9. Team Requirements

Deploying autonomous in-pipe inspection technology from research prototype to utility-scale commercial product requires three capability domains operating in parallel:

Sensor fusion and AI engineering. Expertise in deep learning for multi-class defect detection (YOLO architectures, transformer-based classifiers), signal processing for acoustic and ultrasonic data in cylindrical waveguide geometries, reinforcement learning for autonomous navigation in topologically complex pipe networks, and sensor fusion frameworks that combine heterogeneous data streams (visual, acoustic, ultrasonic, pressure) into unified condition assessments. The technical challenge is achieving reliable defect classification in the degraded sensing conditions of turbid, pressurized water — requiring both computer vision depth and understanding of the physics of acoustic propagation in fluid-filled pipes.
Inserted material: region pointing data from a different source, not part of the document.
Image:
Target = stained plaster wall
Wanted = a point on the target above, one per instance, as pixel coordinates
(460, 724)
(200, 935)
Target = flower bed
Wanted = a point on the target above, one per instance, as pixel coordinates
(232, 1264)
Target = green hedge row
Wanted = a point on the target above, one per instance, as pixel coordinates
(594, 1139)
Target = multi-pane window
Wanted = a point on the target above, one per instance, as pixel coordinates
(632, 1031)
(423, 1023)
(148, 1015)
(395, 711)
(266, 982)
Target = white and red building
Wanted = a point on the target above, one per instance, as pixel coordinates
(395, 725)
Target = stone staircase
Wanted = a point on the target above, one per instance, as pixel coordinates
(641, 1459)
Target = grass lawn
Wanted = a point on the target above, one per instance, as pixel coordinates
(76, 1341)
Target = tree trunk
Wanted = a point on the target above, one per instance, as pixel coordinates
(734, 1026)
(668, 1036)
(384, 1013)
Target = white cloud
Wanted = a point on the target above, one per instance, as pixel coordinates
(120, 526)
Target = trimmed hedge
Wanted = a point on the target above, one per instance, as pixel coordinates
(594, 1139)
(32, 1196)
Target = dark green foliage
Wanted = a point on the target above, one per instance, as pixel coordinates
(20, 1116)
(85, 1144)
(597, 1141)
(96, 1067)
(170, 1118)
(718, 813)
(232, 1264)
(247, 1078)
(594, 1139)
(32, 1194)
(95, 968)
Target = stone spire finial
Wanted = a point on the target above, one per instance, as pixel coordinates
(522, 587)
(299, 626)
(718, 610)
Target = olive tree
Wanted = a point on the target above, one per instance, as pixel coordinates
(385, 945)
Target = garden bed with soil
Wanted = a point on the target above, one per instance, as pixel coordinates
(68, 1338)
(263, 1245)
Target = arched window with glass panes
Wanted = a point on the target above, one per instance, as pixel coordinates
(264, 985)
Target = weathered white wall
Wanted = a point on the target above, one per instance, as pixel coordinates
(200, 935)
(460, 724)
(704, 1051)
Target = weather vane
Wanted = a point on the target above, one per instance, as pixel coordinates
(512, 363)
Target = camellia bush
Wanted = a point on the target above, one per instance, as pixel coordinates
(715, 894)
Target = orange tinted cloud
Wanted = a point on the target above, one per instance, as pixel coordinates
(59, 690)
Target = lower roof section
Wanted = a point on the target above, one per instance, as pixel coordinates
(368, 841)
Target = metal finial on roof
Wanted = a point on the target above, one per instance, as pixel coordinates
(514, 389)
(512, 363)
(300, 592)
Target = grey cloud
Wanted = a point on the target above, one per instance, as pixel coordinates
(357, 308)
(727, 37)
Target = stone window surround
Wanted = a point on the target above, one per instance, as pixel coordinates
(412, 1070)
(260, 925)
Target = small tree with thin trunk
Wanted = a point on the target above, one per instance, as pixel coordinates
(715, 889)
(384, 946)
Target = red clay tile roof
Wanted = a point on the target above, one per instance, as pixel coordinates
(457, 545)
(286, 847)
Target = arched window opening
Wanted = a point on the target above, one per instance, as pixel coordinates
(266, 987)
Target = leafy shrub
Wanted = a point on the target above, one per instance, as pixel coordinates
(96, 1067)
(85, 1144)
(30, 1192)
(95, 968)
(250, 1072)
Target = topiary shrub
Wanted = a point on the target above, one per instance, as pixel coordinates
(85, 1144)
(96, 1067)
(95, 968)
Fluid dynamics, sensor physics, and experimental design. Expertise in fluid mechanics (pipe flow, turbulence, pressure gradients), acoustic wave propagation in liquid-filled elastic pipes, ultrasonic non-destructive evaluation (NDE), and experimental design for field validation in operational utility networks. The critical skill is translating between what the sensor measures and what it means for pipe condition — preventing false positives from benign features (valve turbulence, service connection flow patterns) and false negatives from debris-obscured defects.

Manufacturing engineering and production scaling. Expertise in Design for Manufacturability (DFM), miniature electromechanical assembly, quality systems (ISO 9001), waterproofing and pressure-rated enclosure design, and production scaling from prototype to hundreds of units. Research prototypes are hand-assembled by graduate students from custom-machined components. A commercial product requires injection-molded housings, standardized connectors, automated test procedures, and supply chain management for specialized components (miniature propellers, pressure-rated camera modules, acoustic transducers). This capability is absent from every research group in the field — academic labs do not employ manufacturing engineers, and the robotics companies in adjacent markets (sewer CCTV) manufacture tethered systems with fundamentally different form factors.

The combination of these three domains — sensor fusion AI, physical science and field engineering, and DFM-driven manufacturing — operating in parallel from project inception is what separates a deployable product from an incremental research publication. The manufacturing function in particular must begin at project start, not after the prototype is "finished," to ensure that design decisions made during development are compatible with serial production, quality control, and field serviceability.